Danzig-Germany passports for a couple

unique Danzig-Germany passport
Update with additional information from Wohlgemuth’s grandson!

I was very excited to learn of the existence of these travel documents. This period was such a critical time in our family’s history.  I will be glad to fill you in on the details of their lives after arriving here in the states.
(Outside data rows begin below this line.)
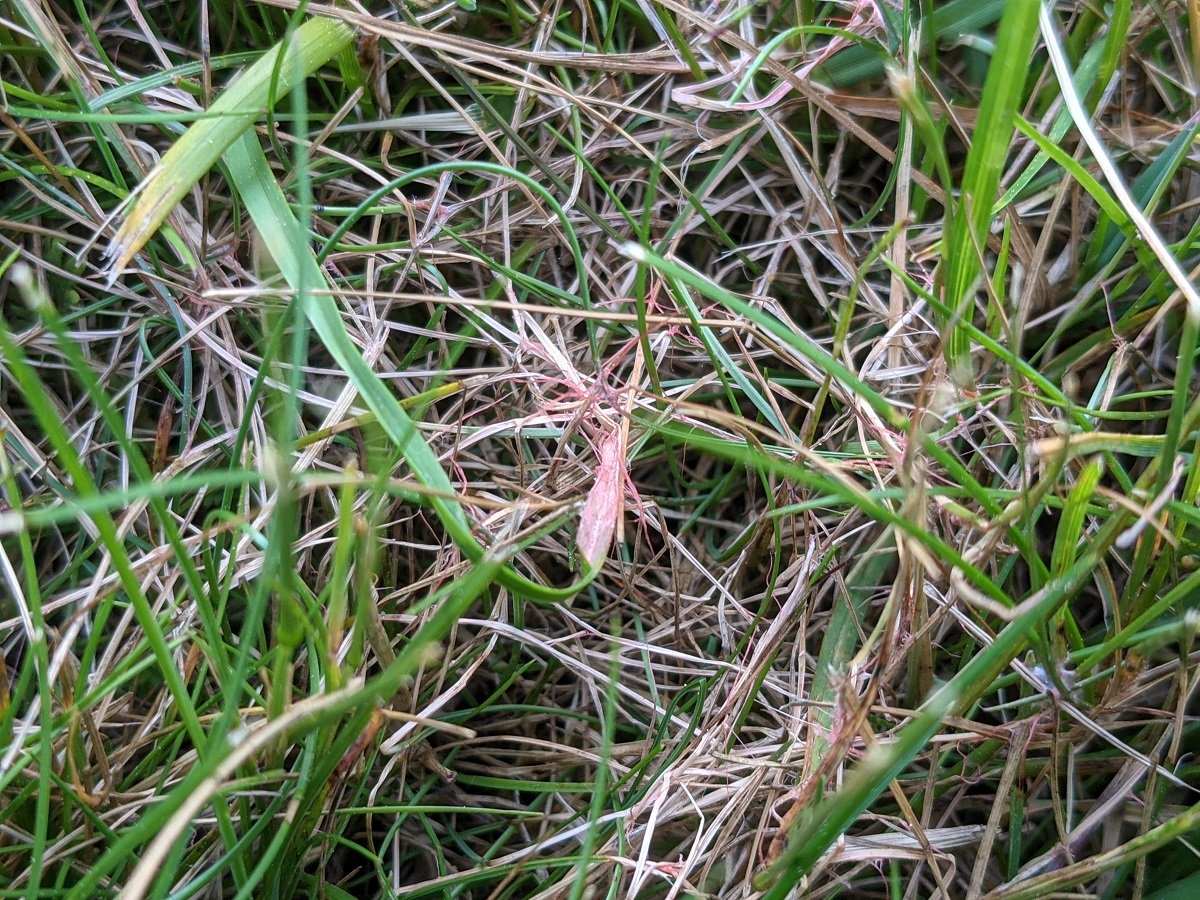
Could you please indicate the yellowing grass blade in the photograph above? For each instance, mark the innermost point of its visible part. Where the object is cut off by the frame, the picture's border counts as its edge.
(239, 106)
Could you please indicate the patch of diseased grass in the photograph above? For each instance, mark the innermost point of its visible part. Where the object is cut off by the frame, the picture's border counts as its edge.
(642, 449)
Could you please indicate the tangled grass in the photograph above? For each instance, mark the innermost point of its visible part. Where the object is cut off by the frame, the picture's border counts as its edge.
(631, 450)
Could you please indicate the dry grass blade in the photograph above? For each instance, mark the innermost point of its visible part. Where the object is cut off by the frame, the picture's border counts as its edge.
(525, 451)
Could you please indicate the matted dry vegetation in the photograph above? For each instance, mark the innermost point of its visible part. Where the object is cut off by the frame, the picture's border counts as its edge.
(791, 490)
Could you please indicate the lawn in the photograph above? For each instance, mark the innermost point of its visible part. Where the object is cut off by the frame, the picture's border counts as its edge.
(628, 449)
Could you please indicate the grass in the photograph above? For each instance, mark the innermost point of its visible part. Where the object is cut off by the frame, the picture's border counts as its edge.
(601, 450)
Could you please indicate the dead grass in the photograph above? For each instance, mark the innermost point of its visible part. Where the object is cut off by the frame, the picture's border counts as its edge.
(234, 664)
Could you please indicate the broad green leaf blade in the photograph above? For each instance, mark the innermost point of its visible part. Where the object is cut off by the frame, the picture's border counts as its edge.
(970, 221)
(233, 113)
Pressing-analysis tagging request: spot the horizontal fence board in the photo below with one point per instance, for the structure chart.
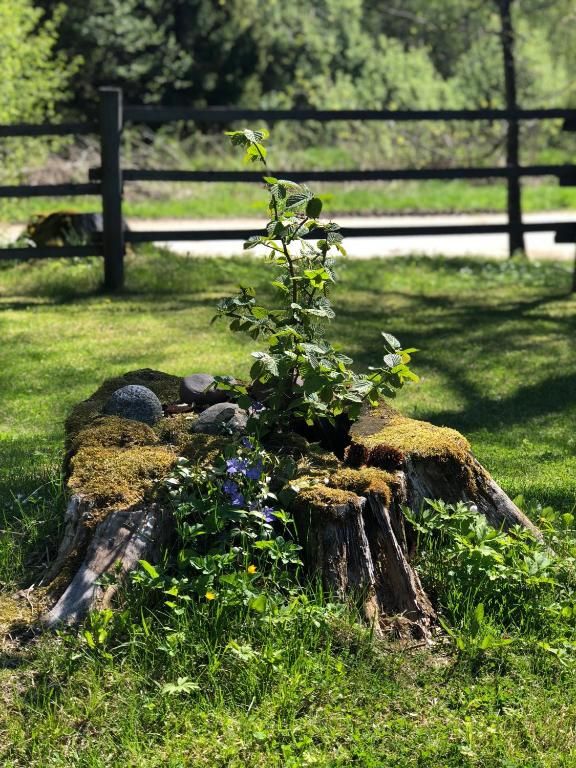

Karl and Valeria arrived in New York City and were picked up by my Father, Henry Bender.  Henry drove them back to our hometown of Erie, Pennsylvania, where they settled and lived for the rest of their lives.  I remember the very day that Karl and Valeria arrived in Erie and came into our home.  It was an inspiring day. unique Danzig-Germany passport

As you mention in your story, the Wohlgemuth family lived in Danzig and attempted to flee the Nazis following their invasion.  They were detained and relocated to Bremerhaven.  My Father, Henry, was a US soldier stationed in Bremerhaven and met my Mother, Waltraud “Trudy” Wohlgemuth, around 1945.  She was only 16 years old at that time, and Henry would have been 21.  Trudy was one of 3  daughters of Karl and Valeria; the other 2 were Gertrude and Gudrun (Gudi).  After the war, my father returned to his hometown of Erie, and in 1947, he paid passage for Trudy to travel to the US, and they were then married on July 8, 1947.  I am the middle of 3 sons to Henry and Trudy; my brothers are Michael (deceased) and Gerald (still living).  Michael was born in 1948, I was born in 1950, and my brother Jerry in 1952.  Henry worked for the US postal service, and Trudy was a homemaker.  Both are now deceased. unique Danzig-Germany passport

Within a year of so, Gertrude and her family relocated to Erie from Germany as well.  Her husband was Hubert Mandel, and they had two children, Klaus and Monika, who also came over.  A third child, Mark, was born here in the US.  During the war, Hubert was in the German military; we believe as a U-boat serviceman.  The Wohlgemuths and Mandel’s lived together in a two-story flat, only 2-3 blocks away from where I lived as a child in Erie.  We saw each other often (weekly), especially on Sundays, when we would have “coffee time” every Sunday afternoon.  This event was a family tradition that we kept for many years, and I have many fond memories of our Sundays and holidays together with our families.  Gertrude, Hubert, and Gudi are deceased.  All of the Mandel children are still alive and live around the Erie area.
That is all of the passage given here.